I saw such a diversity of people: all ages, a variety of ethnicities and skin tones, and equally split amongst genders. Down here, it's tough to tell about class and employment by the state of our clothes; most of us waiting in line wore fairly faded and raggedy clothes, but that doesn't necessarily mean what it might elsewhere. I heard English and Spanish, but no Creole: not many Haitians in my neighborhood, I guess.
While we were waiting, I said, "Obama will win in a surprise landslide. You heard it here first."
My spouse laughed and said, "We heard it here only. You're the only one who thinks that's possible." He gave me that smile that makes me feel like a treasure he's found. He said, "You do have remarkable abilities when it comes to predicting hurricanes, so we'll see."

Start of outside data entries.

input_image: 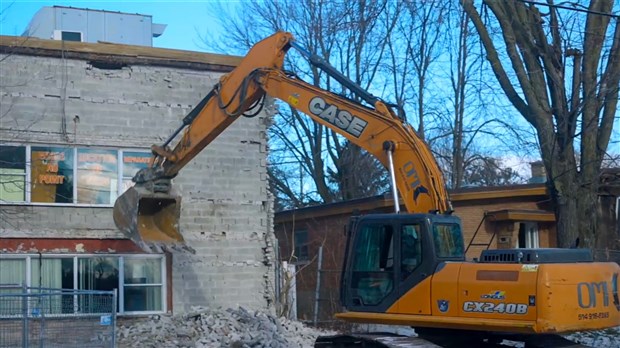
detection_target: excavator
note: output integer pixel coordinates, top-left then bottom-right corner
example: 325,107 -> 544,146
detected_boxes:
113,32 -> 620,347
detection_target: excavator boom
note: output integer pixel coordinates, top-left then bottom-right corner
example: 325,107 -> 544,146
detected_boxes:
114,32 -> 451,251
114,32 -> 620,342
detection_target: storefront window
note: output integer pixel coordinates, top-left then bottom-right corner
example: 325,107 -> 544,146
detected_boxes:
121,151 -> 152,192
124,258 -> 162,312
31,146 -> 74,203
0,145 -> 26,202
77,149 -> 118,204
0,254 -> 167,314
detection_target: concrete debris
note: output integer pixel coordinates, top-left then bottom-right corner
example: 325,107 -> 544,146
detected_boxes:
565,326 -> 620,348
117,307 -> 333,348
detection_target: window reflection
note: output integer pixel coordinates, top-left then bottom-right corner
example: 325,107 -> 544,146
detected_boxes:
31,146 -> 73,203
77,149 -> 118,204
0,145 -> 26,202
433,224 -> 463,257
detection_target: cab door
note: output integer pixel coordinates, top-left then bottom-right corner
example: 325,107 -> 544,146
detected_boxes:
342,221 -> 398,312
341,214 -> 435,313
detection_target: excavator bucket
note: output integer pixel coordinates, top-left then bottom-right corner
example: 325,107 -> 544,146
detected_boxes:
113,184 -> 184,252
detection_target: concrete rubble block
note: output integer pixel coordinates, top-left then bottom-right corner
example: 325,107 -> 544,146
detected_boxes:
117,307 -> 334,348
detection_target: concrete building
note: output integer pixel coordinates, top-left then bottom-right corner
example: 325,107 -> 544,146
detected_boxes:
0,32 -> 273,314
22,6 -> 166,46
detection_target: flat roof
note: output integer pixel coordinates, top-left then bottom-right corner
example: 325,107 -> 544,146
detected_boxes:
275,184 -> 547,223
0,35 -> 242,72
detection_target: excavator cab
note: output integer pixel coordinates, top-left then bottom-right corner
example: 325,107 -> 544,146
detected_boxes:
340,214 -> 465,314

This was my first election where I needed my reading glasses, although if I had squinted, I could have made out most of it. You may have heard about our amendments to the state's constitution that made our ballots so long; I couldn't have read those without my glasses, but I had already read them and made decisions--and written them down on my sample ballot.
What I really needed was more light. The privacy booths didn't let in much light, and I could have used more.
When I first opened my ballot, I saw the non-English language, and at first I thought I had the wrong ballot. Then I realized I had opened it from the wrong direction, so I was looking at the amendments section, which was written in 3 languages, one of them English.
My spouse and I voted and went home. We made BLT sandwiches, with lettuce that he's been growing in containers in the back yard. Delicious!
Then it was time to wait--and wait and wait and wait. I snoozed and tuned in and snoozed and tuned in.
Was it a landslide? I heard NPR's Maura Liasson call say that Obama won the electoral college vote "in a landslide."
It wasn't the landslide that I half expected, but it wasn't the razor's edge of a win that wouldn't have surprised me either. Still, I'm glad that it was decisive.
I'm glad for all sorts of reasons, but I didn't want the first time we elected a minority candidate to be seen as a fluke. We did it once, and then we did it again.
And did you notice how many women we elected as a nation? I watched the returns on PBS, and at one point, they reported on 3 races, with three women winners, and they remarked on how rare that would have been until, well, now.
And the first uncloseted lesbian won a Senate seat. Hurrah! And there were gains in the gay marriage front.
I like these movements towards inclusiveness. For the first time, I feel I can make a much stronger argument that we really are a nation where these things are possible.
I think about all the times in the not-too-distant past whenI asked my Composition classes which we would elect first, a minority male or a female of any color. We had great discussions, and they often wrote good essays, but we all agreed that it would take decades for that to happen, if it was even possible in our lifetimes. But now, it won't surprise me if we elect a woman in the next 10 years. It won't surprise me if it's a woman of color. Could we be ready for a lesbian of color to be President? That would say something about our nation's inclusiveness.
We awake this morning to a world of sobering challenges: climate change and economic issues and large chunks of the nation out of work, and so many people feeling hopeless. There was a moment last night, after it was clear that Obama had won, where I thought, hmm, I wonder what happens to my job over the next few years. I work in a for-profit college, and the days for for-profit colleges may be numbered. I'm making plans and saving money.
But for now, let me not think of rising seas and vanishing jobs. For now, let me be happy that I live in a nation where so many of us participate in this democracy, where we seem that much closer to Dr. Martin Luther King's vision of a world where we're judged by the content of our character.